Altamusica
Gérard MANNONI
 
Konzert, Paris, 12. März 2012
 
Kaufmann-Nelsons, un duo bayreuthien
 
Concert de l’Orchestre Symphonique de Birmingham sous la direction d’Andris Nelsons, avec la participation du ténor Jonas Kaufmann au Théâtre des Champs-Élysées, Paris.
 
Lors du Lohengrin de Bayreuth 2010, Nelsons dirigeait Kaufman dans le rôle-titre. Ils se retrouvent au TCE pour ce concert Mahler-Strauss-Sibelius au curieux programme, pas toujours égal, mais où l’Orchestre Symphonique de Birmingham s’impose avec éclat, le lendemain d’une version de concert de Tristan qui a déjà fait couler beaucoup d’encre.

Jonas Kaufmann reste certes l’un des deux ou trois ténors les plus éblouissants de l’heure. Peut-il pour autant tout se permettre ? Ce concert vient de montrer que, en restant à un niveau de technicité difficile à égaler, il peut faire des choix discutables.

Aborder les Kindertotenlieder de Mahler écrits pour baryton peut être une tentation pour ce type de ténor aux moyens de plus en plus sombres et puissants. Est-ce pourtant sans risque ? Kaufmann donne de ces pages d’une énorme densité dramatique une interprétation en forme de leçon de chant, mais assez loin du contenu émotionnel du texte et de la musique.

Vocalement, tout est parfait, le souffle, les nuances, le legato, les intentions résultant d’une analyse très poussée. Il manque pourtant au timbre lui-même une qualité intrinsèque capable d’émouvoir par nature comme le furent ceux de Kathleen Ferrier, inégalable absolument, mais aussi de Fischer-Dieskau parfois presque trop théâtral, ou de Christa Ludwig, Jessye Norman et même des barytons contemporains comme Thomas Hampson, Wolfgang Holzmair ou Bryn Terfel, que ce soit au concert ou au disque.

L’œuvre a sans aucun doute besoin d’ombres spécifiques au vrai timbre de baryton. Kaufmann chante plus sur la voix que, pour une fois, sur les mots, et l’on peut s’en rendre compte après l’entracte dans le répertoire Strauss lui convenant à la perfection à tous égards.

Les Lieder qu’il interprète alors avec orchestre nous ramènent au meilleur Kaufmann, celui entendu voici peu en récital dans cette même salle. L’émotion fuse d’elle-même dans les demi-teintes, et la sensibilité toute en retenue de Ruhe, meine Seele, la voix se libère avec sa vraie générosité dans Cäcilie ou dans l’ample Zueignung donné en bis. La perfection.

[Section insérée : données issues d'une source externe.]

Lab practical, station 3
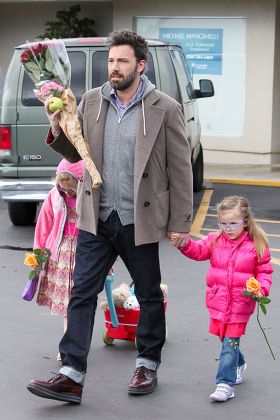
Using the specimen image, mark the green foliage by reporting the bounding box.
[38,4,97,39]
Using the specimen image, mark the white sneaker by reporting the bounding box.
[235,363,247,385]
[209,384,234,401]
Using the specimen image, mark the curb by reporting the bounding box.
[204,177,280,187]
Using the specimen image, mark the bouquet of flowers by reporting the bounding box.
[242,277,275,360]
[22,248,51,300]
[20,39,102,188]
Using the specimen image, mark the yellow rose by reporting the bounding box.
[246,277,261,293]
[24,253,38,268]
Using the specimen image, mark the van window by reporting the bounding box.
[21,51,86,106]
[92,51,156,88]
[157,48,181,102]
[171,50,195,100]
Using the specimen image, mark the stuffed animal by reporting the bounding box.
[100,283,168,310]
[123,295,139,310]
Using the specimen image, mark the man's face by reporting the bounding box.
[108,45,145,90]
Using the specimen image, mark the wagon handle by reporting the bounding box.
[105,273,119,328]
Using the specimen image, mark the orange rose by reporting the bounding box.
[246,277,261,294]
[24,253,38,268]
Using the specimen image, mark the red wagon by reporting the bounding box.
[103,300,167,345]
[103,276,167,345]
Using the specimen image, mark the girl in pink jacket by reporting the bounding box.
[34,159,84,360]
[170,196,273,401]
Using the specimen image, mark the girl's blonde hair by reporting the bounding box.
[217,195,268,258]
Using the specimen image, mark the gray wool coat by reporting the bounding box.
[46,88,193,245]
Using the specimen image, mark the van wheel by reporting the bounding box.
[8,201,38,226]
[193,145,203,192]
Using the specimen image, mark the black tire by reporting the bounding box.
[8,201,38,226]
[193,145,203,192]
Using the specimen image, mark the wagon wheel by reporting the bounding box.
[134,325,168,348]
[102,328,114,346]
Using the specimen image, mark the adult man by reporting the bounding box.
[28,31,192,403]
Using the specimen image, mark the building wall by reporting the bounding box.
[0,0,113,74]
[113,0,280,164]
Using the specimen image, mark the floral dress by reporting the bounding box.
[37,196,78,316]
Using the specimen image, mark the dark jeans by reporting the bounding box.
[216,337,245,386]
[59,212,165,372]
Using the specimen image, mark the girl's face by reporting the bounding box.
[57,180,77,197]
[218,209,246,239]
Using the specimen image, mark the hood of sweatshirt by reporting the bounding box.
[96,74,155,136]
[56,159,85,181]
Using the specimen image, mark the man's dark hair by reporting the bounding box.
[107,29,148,62]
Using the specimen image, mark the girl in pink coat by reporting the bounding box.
[170,196,273,401]
[34,159,84,360]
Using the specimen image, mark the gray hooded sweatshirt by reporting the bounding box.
[99,76,155,225]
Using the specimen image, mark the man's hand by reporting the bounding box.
[167,232,189,248]
[45,98,61,134]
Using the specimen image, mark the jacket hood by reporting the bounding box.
[56,159,85,181]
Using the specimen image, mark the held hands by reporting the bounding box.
[167,232,189,248]
[45,97,61,134]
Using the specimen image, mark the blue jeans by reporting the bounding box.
[216,337,245,386]
[59,211,165,383]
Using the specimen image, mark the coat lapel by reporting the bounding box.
[134,91,165,189]
[85,97,108,174]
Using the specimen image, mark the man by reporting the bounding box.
[27,30,192,403]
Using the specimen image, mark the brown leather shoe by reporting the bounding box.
[128,366,157,394]
[27,373,83,404]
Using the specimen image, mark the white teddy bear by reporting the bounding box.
[123,295,139,310]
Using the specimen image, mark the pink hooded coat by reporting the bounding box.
[33,159,84,261]
[180,231,273,324]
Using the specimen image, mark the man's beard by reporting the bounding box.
[110,65,137,90]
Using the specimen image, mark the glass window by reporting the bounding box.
[21,51,86,106]
[157,48,181,102]
[92,51,155,88]
[171,50,195,100]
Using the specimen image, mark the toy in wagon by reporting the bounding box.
[100,273,168,345]
[20,38,102,188]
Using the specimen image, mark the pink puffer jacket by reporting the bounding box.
[33,159,84,261]
[180,231,273,323]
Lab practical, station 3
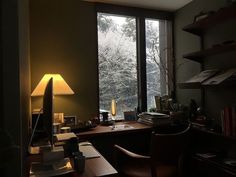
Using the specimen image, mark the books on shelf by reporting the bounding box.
[221,106,236,136]
[203,68,236,85]
[185,69,219,83]
[138,112,171,126]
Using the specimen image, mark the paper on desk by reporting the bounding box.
[79,145,100,159]
[110,124,134,130]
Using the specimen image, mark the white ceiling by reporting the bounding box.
[85,0,192,11]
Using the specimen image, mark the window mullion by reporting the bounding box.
[136,17,147,112]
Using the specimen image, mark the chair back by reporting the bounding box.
[150,124,190,164]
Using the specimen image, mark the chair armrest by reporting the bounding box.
[114,145,150,160]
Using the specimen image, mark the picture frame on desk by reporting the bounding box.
[64,116,77,127]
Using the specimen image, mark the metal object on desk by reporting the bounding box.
[61,127,71,133]
[53,123,62,134]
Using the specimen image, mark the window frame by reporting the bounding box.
[95,3,176,112]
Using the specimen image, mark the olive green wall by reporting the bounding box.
[0,0,30,177]
[30,0,98,120]
[174,0,236,121]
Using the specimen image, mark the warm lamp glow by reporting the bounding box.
[31,74,74,96]
[111,100,116,116]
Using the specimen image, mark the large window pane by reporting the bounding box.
[145,19,168,109]
[97,13,138,117]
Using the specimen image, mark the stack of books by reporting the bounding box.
[138,112,171,126]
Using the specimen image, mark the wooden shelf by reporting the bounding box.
[192,125,236,141]
[183,42,236,63]
[178,82,202,89]
[183,5,236,36]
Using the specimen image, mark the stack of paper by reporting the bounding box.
[138,112,171,126]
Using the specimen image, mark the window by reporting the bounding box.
[97,9,173,117]
[97,13,138,117]
[145,19,173,110]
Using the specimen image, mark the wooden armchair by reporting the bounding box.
[114,125,190,177]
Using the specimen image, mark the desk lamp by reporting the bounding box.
[31,74,74,96]
[29,74,74,152]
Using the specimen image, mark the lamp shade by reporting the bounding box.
[31,74,74,96]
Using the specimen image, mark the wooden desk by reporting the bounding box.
[76,121,152,139]
[77,121,152,164]
[28,145,118,177]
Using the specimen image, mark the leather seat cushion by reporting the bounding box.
[122,162,178,177]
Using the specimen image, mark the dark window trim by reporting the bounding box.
[95,3,175,112]
[95,3,174,21]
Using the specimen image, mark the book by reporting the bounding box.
[138,112,171,126]
[202,68,236,85]
[185,69,219,83]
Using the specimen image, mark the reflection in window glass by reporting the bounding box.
[97,13,138,117]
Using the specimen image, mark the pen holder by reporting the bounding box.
[72,152,85,173]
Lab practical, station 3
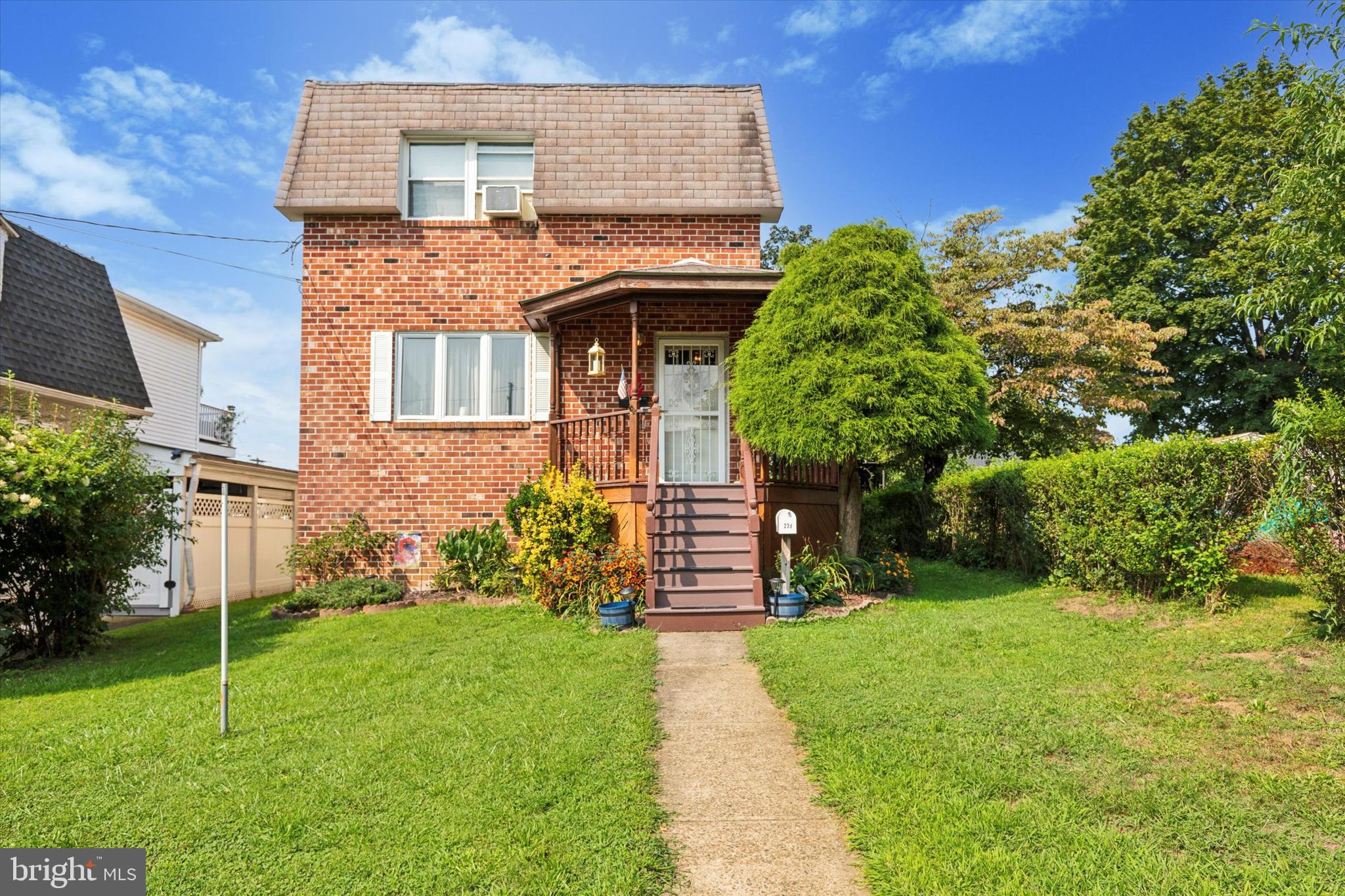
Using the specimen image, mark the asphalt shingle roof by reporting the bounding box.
[0,226,149,408]
[276,81,783,221]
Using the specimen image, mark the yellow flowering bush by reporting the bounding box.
[873,551,915,594]
[518,465,612,597]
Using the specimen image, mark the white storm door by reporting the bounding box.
[656,336,729,482]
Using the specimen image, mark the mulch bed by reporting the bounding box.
[271,589,519,619]
[765,588,915,622]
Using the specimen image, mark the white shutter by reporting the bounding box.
[533,333,552,421]
[368,330,393,422]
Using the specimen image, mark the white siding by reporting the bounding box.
[121,312,200,452]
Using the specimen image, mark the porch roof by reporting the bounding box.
[519,258,782,330]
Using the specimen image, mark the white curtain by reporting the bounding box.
[491,336,527,416]
[444,336,481,416]
[397,336,435,416]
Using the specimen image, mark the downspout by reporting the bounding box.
[181,458,200,610]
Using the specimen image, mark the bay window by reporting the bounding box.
[394,333,529,421]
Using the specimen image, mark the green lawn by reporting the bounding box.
[748,565,1345,893]
[0,599,672,895]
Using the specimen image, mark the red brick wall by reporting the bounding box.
[299,215,760,582]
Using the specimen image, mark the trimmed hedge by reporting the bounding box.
[933,437,1273,603]
[860,480,935,557]
[284,576,406,612]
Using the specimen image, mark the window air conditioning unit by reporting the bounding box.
[481,184,522,218]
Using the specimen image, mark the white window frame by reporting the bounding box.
[393,330,534,422]
[397,133,537,221]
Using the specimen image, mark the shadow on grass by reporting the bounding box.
[1228,575,1304,598]
[0,595,303,701]
[905,559,1041,602]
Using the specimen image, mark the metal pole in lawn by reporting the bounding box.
[219,482,229,735]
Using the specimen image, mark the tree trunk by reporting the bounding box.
[841,457,864,557]
[924,454,948,485]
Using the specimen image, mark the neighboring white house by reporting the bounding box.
[0,216,298,615]
[116,289,296,615]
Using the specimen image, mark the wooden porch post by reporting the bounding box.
[546,324,565,466]
[625,301,640,483]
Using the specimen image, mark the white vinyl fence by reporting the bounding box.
[190,489,295,608]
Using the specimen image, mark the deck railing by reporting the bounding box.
[552,408,651,485]
[752,449,841,489]
[196,404,238,447]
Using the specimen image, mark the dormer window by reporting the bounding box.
[402,137,533,221]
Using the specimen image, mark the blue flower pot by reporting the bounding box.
[597,601,635,629]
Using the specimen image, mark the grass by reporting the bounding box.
[748,565,1345,893]
[0,598,672,893]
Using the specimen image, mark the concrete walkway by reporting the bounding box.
[656,631,865,895]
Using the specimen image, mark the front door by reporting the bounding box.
[656,336,729,482]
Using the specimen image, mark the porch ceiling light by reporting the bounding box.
[589,339,607,376]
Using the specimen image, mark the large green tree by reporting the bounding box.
[921,208,1181,458]
[1074,59,1345,437]
[1243,0,1345,357]
[729,221,992,555]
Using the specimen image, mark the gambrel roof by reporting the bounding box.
[276,81,783,222]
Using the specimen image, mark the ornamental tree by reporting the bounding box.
[729,221,992,555]
[1073,59,1345,437]
[1243,0,1345,368]
[921,208,1182,458]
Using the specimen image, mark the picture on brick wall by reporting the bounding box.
[393,532,421,570]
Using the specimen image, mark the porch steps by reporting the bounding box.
[646,485,765,631]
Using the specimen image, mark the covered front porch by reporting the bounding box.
[522,261,838,630]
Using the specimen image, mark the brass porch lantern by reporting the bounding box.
[589,339,607,376]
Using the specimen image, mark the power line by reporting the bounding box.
[0,208,304,247]
[13,222,303,284]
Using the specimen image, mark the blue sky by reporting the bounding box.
[0,0,1312,465]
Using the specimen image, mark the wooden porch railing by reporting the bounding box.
[644,395,662,608]
[738,437,765,607]
[550,408,651,485]
[742,443,841,489]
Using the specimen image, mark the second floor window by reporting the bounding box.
[406,140,533,218]
[395,333,529,421]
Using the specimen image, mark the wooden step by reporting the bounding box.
[652,530,748,553]
[653,565,752,591]
[653,579,752,610]
[657,484,744,501]
[644,606,765,631]
[653,547,752,570]
[657,498,748,517]
[657,513,748,536]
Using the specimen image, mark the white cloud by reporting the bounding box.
[77,66,242,125]
[854,71,906,121]
[784,0,878,40]
[68,64,284,192]
[775,53,822,81]
[334,16,601,83]
[1011,202,1078,234]
[0,91,168,223]
[889,0,1115,68]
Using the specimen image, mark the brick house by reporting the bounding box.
[276,82,837,629]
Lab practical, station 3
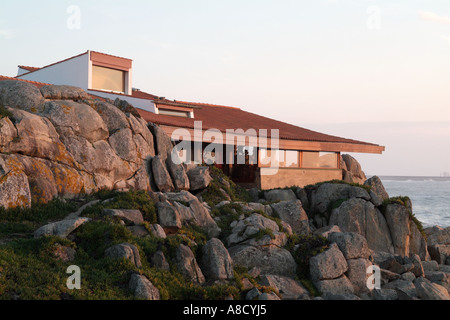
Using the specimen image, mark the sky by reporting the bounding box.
[0,0,450,176]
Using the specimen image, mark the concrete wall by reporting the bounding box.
[257,168,342,190]
[18,53,90,90]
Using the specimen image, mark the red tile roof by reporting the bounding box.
[138,95,376,146]
[0,75,49,88]
[0,75,105,101]
[18,66,40,72]
[0,76,378,146]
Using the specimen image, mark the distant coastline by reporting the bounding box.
[378,176,450,181]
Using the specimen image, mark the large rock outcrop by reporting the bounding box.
[0,80,214,208]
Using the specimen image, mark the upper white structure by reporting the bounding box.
[17,50,157,112]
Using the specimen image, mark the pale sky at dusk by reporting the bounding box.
[0,0,450,175]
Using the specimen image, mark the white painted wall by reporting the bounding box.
[87,90,156,113]
[18,52,90,90]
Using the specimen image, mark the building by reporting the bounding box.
[8,51,385,189]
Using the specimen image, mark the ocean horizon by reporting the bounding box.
[378,175,450,228]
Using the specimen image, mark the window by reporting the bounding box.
[158,108,190,118]
[302,151,337,168]
[284,150,299,168]
[259,149,299,168]
[92,66,125,93]
[259,149,338,169]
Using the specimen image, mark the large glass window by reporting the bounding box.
[259,149,299,168]
[92,66,125,92]
[302,151,337,168]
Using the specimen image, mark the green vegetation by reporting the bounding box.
[0,199,77,237]
[83,190,157,223]
[0,191,273,300]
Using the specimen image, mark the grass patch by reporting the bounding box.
[82,190,157,224]
[0,199,78,237]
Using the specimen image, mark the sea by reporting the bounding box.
[379,176,450,228]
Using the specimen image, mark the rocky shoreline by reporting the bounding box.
[0,81,450,300]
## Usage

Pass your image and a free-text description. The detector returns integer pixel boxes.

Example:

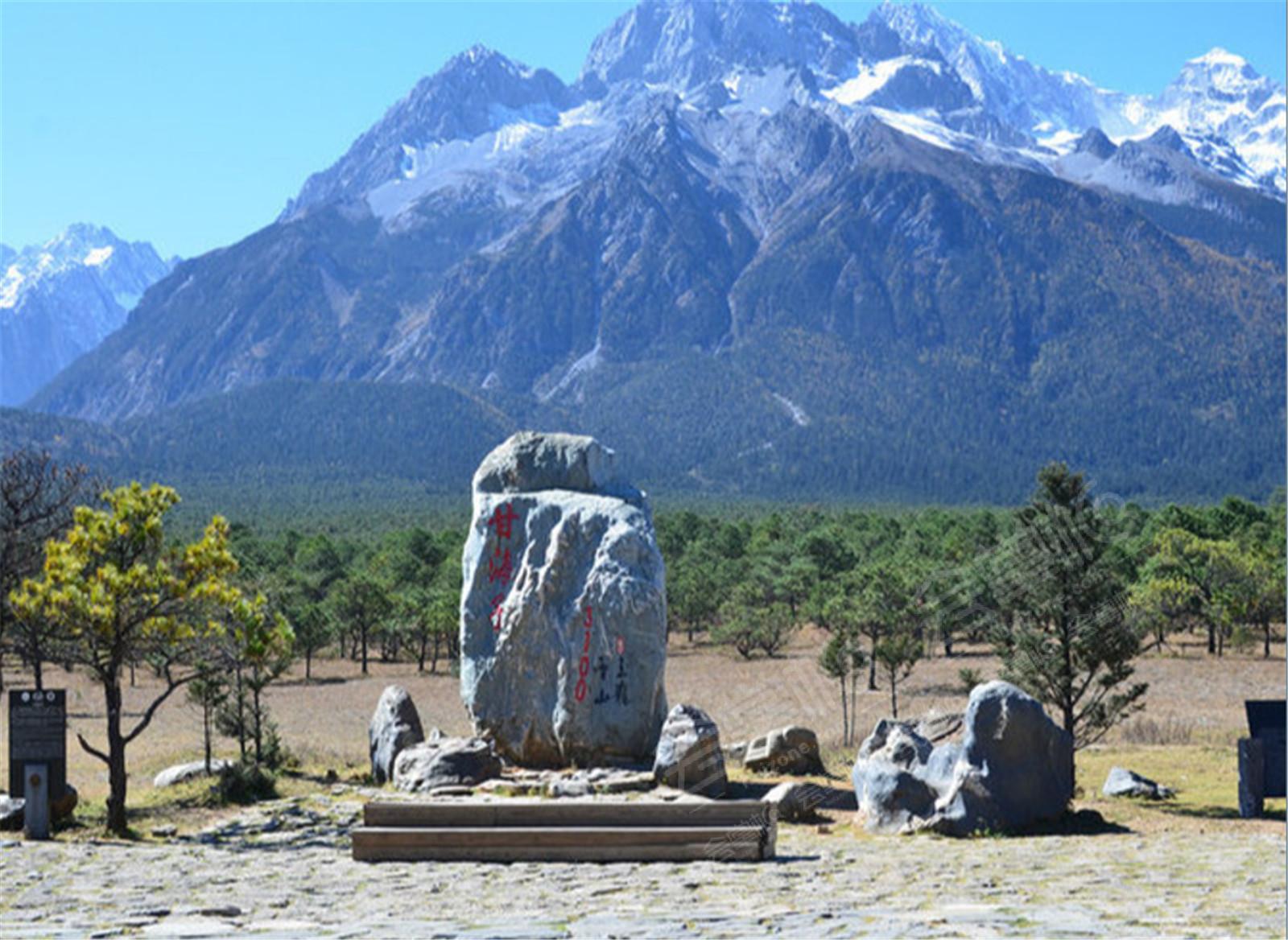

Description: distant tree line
[0,451,1284,831]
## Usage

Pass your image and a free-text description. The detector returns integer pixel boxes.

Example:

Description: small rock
[916,712,964,744]
[546,777,592,800]
[49,783,80,819]
[594,770,657,794]
[152,757,229,788]
[474,777,541,796]
[197,904,242,917]
[1100,768,1176,800]
[429,785,474,797]
[742,725,824,775]
[367,685,425,783]
[0,796,27,832]
[394,738,501,794]
[653,704,729,797]
[762,781,826,822]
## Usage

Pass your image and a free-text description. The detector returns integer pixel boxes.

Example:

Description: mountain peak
[582,0,858,90]
[1187,45,1248,68]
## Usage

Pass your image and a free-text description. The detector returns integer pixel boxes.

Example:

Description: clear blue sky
[0,0,1286,256]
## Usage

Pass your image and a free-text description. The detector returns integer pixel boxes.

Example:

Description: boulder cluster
[852,681,1073,835]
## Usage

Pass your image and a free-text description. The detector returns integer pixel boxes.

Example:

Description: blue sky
[0,0,1286,256]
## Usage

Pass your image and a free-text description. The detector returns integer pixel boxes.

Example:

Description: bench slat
[363,800,778,828]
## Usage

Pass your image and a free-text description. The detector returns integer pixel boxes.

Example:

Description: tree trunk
[250,676,264,764]
[236,666,246,764]
[201,699,210,777]
[841,676,850,747]
[103,681,129,835]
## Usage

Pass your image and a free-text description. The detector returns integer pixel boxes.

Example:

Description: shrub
[214,761,277,806]
[957,668,984,695]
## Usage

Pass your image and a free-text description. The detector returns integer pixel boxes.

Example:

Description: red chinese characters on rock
[487,502,519,633]
[573,605,594,702]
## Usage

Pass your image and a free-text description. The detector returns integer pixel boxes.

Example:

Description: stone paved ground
[0,794,1286,938]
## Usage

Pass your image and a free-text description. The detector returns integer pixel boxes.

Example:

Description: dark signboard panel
[9,689,67,800]
[1243,699,1288,797]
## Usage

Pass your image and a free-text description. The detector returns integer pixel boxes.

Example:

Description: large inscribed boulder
[461,431,666,766]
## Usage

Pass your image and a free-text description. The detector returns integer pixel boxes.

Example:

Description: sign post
[9,689,67,806]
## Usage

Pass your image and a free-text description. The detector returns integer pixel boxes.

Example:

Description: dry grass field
[4,631,1284,829]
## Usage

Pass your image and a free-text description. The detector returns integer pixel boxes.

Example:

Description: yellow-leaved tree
[10,483,274,835]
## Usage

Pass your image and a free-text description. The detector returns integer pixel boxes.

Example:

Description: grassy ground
[7,633,1284,833]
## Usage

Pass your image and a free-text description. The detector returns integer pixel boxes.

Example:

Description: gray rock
[653,704,729,797]
[367,685,425,783]
[1100,768,1176,800]
[852,719,934,810]
[917,712,964,744]
[152,757,229,787]
[49,783,80,819]
[393,738,501,794]
[461,433,666,768]
[762,781,827,822]
[852,681,1073,835]
[546,777,595,800]
[0,796,27,832]
[742,725,826,775]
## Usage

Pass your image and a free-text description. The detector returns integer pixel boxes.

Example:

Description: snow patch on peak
[81,245,114,266]
[1189,47,1248,68]
[823,56,943,105]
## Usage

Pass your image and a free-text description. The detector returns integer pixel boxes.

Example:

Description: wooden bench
[353,800,778,861]
[1239,699,1288,819]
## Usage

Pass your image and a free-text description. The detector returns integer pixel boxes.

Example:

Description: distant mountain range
[0,224,174,404]
[7,2,1286,500]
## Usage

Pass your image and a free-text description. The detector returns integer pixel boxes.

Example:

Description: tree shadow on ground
[1158,803,1286,822]
[1013,810,1133,835]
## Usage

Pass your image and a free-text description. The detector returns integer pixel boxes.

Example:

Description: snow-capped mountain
[0,224,174,404]
[25,0,1286,502]
[282,0,1284,234]
[872,2,1286,193]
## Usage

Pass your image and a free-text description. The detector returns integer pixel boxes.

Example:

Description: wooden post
[1239,738,1266,819]
[22,764,49,839]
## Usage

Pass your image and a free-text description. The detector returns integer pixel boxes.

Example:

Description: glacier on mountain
[0,224,174,404]
[282,0,1286,241]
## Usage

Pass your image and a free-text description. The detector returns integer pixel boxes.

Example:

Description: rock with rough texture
[393,738,501,794]
[852,681,1073,835]
[367,685,425,783]
[1100,768,1176,800]
[852,719,934,809]
[762,781,827,822]
[742,725,824,775]
[653,704,729,797]
[461,433,666,768]
[152,757,228,787]
[49,783,80,819]
[0,796,27,832]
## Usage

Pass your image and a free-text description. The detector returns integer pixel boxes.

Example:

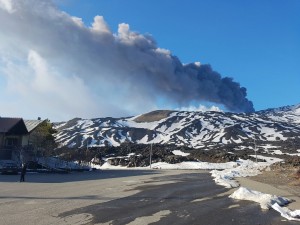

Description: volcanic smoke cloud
[0,0,254,120]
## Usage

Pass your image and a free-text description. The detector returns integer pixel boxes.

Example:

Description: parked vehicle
[0,161,19,174]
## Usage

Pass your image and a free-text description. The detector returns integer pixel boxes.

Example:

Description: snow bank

Des comparaisons qui pour se situer à un niveau vocal extrêmement élevé, élitiste, n’en sont pas moins source de question. Encore une fois, le répertoire de Lieder et de mélodies n’est-il pas assez vaste dans toutes les langues que Kaufmann sait chanter pour qu’il éprouve la nécessité d’aller chasser sur les terres des barytons ? À moins qu’il ne prépare quelque évolution de sa voix pour un futur plus ou moins lointain ?

Déjà très impressionnante par sa ferveur, son intériorité et sa qualité sonore dans la partie chantée d’un programme curieusement articulé – vingt minutes de musique, puis entracte, puis une grande heure – la direction d’Andris Nelsons allait déployer toute sa force, son intelligence et sa personnalité dans la Deuxième Symphonie de Sibelius.

Peu connu et quasiment pas pratiqué chez nous, l’œuvre symphonique de Sibelius, avec de tels défenseurs, pourrait bien connaître le même cheminement que celui de Tchaïkovski et même de Berlioz, à savoir nous être révélé par le truchement de grands orchestres et de grands chefs étrangers.

L’association de l’excellent orchestre qu’est le Symphonique de Birmingham et du très talentueux chef Letton Andris Nelsons s’est en effet révélée assez fulgurante. La battue haute et large, tout le corps investi dans une gestique mue par les pulsations de la musique, Nelsons emporte cette partition aux couleurs inhabituelles dans un souffle assez irrésistible.

Il en révèle les nombreuses subtilités d’écriture et met en valeur le grand élan vital qui conduit l’œuvre à sa conclusion optimiste et polychrome. Il y a un investissement total, physique, dans sa direction qui pousse les instrumentistes dans leurs ultimes retranchements, les arrache à eux-mêmes. Et quels instrumentistes ! Harmonie magnifique abondamment sollicitée, quatuor mené par un premier violon de grande classe qui s’illustra déjà dans les Lieder de Strauss notamment.

Successeur depuis 2006 de Sir Simon Rattle à la tête de cette formation, Andris Nelsons est en train de rejoindre, à trente-quatre ans, la cohorte de tête de la nouvelle génération de grands chefs.